Jan 17, 2006

A time consuming case with kerbreos error

Situation:
==========
two DCs domain
PDC failed due to hard disk corruption, Exchange stopped. After that the customer tried to seize all fsmo roles but failed. (Side note: this was because he didn't have a DNS on BDC).
Then what he did was to restored BDC using a cloned image, changed the time back to the date when the image was made.

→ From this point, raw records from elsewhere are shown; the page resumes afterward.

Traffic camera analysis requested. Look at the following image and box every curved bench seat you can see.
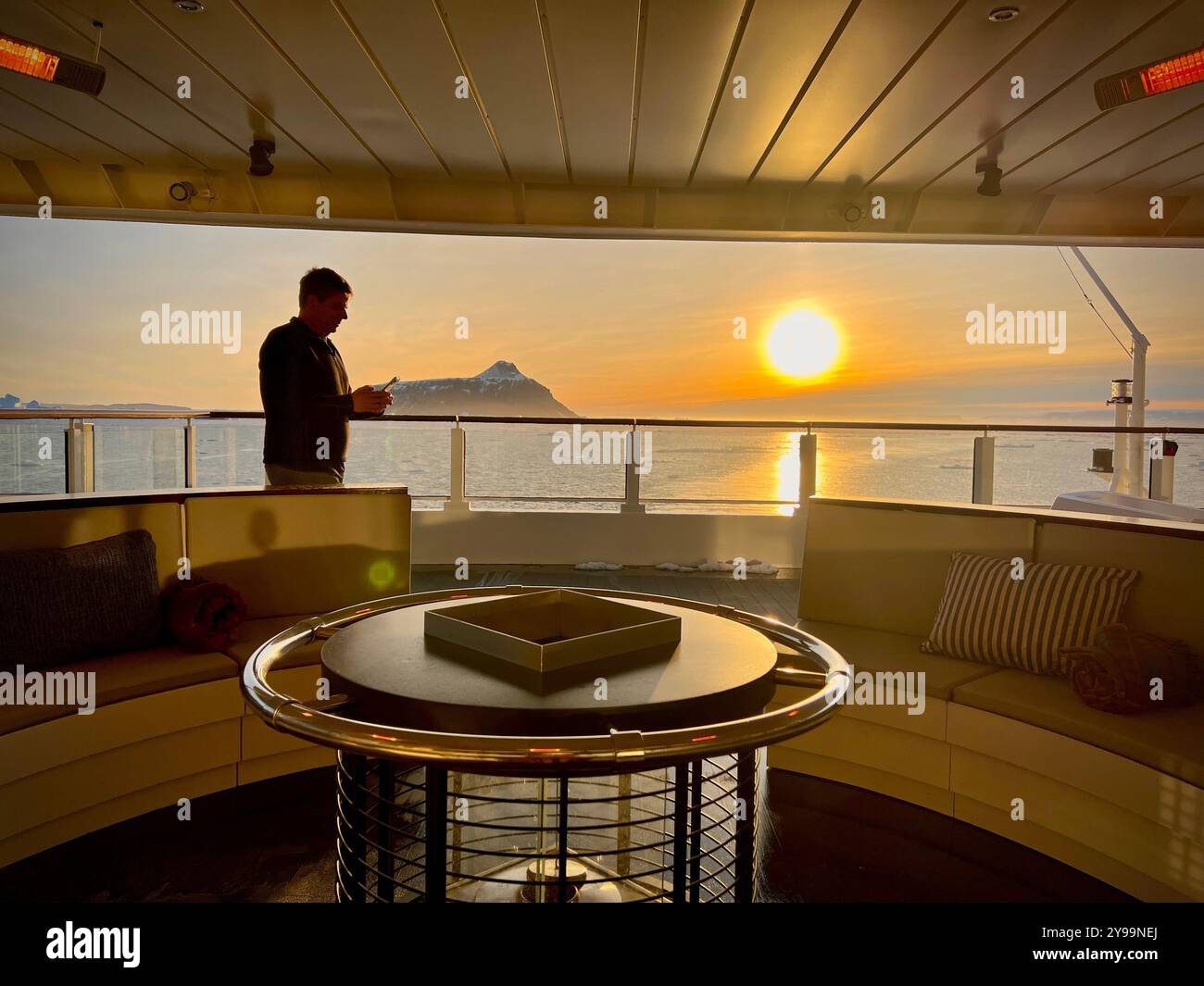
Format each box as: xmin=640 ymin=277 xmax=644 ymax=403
xmin=0 ymin=486 xmax=409 ymax=867
xmin=770 ymin=497 xmax=1204 ymax=901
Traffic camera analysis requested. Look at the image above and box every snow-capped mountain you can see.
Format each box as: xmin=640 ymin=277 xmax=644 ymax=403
xmin=389 ymin=360 xmax=578 ymax=418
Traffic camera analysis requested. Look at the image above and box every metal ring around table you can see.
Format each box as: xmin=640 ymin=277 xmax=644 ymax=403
xmin=242 ymin=585 xmax=850 ymax=774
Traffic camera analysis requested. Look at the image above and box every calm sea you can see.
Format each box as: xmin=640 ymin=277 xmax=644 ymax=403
xmin=0 ymin=420 xmax=1204 ymax=512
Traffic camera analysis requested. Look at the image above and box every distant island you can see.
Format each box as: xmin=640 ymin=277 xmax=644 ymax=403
xmin=388 ymin=360 xmax=581 ymax=418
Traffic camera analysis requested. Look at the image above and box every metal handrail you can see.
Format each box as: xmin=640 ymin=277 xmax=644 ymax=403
xmin=0 ymin=408 xmax=1204 ymax=434
xmin=242 ymin=585 xmax=850 ymax=774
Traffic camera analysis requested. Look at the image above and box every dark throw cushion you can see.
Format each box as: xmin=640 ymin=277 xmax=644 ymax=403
xmin=1063 ymin=624 xmax=1204 ymax=715
xmin=0 ymin=530 xmax=163 ymax=669
xmin=166 ymin=577 xmax=247 ymax=650
xmin=920 ymin=552 xmax=1140 ymax=674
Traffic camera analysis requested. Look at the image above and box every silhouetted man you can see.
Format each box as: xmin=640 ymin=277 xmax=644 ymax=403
xmin=259 ymin=268 xmax=393 ymax=486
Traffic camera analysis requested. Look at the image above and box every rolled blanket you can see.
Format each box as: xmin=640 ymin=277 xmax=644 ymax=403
xmin=1060 ymin=624 xmax=1204 ymax=715
xmin=166 ymin=577 xmax=247 ymax=650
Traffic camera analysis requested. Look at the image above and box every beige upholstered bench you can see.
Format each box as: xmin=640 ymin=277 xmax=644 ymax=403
xmin=770 ymin=497 xmax=1204 ymax=901
xmin=0 ymin=488 xmax=409 ymax=866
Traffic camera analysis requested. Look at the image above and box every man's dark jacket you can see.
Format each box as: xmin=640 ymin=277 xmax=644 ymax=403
xmin=259 ymin=318 xmax=354 ymax=480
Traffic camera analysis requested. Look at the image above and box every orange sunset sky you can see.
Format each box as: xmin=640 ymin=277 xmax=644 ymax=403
xmin=0 ymin=218 xmax=1204 ymax=421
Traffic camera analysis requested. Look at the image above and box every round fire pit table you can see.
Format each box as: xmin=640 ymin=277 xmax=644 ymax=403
xmin=242 ymin=586 xmax=849 ymax=903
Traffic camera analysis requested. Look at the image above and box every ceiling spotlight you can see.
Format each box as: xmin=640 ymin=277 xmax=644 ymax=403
xmin=247 ymin=137 xmax=276 ymax=178
xmin=974 ymin=161 xmax=1003 ymax=197
xmin=1096 ymin=48 xmax=1204 ymax=109
xmin=0 ymin=32 xmax=105 ymax=96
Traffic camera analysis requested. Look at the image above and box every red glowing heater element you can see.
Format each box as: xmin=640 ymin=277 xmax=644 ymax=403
xmin=0 ymin=33 xmax=105 ymax=96
xmin=1096 ymin=48 xmax=1204 ymax=109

Still the exchange services failed to start. So he built a brand new forest+exchange and that ran properly.

Goal
====
Now he wanted to get old mails back

Troubleshooting
===============
1. Created DNS and verified that all records were registerred correctly
2. Exchange services still couldn't start
3. Netdiag reported:
DC list test . . . . . . . . . . . : Failed
[WARNING] Cannot call DsBind to dc.xxx.com (192.168.231.104). [SEC_E_WRONG_PRINCIPAL]

System Log reported:

Event ID : 4
Raw Event ID : 4
Category : None
Source : Kerberos
Type : Error
Generated : 2005-12-6 0:43:43
Written : 2005-12-6 0:43:43
Machine : MAIL
Message : The kerberos client received a KRB_AP_ERR_MODIFIED error from the
server host/dc.xxx.com. The target name used was ldap/dc.xxx.com/xxx.com@xxx.com. This indicates that the password used to encrypt the kerberos service ticket
is different than that on the target server. Commonly, this is due to identically named machine accounts in the target realm (xxx.COM), and the client realm.
Please contact your system administrator.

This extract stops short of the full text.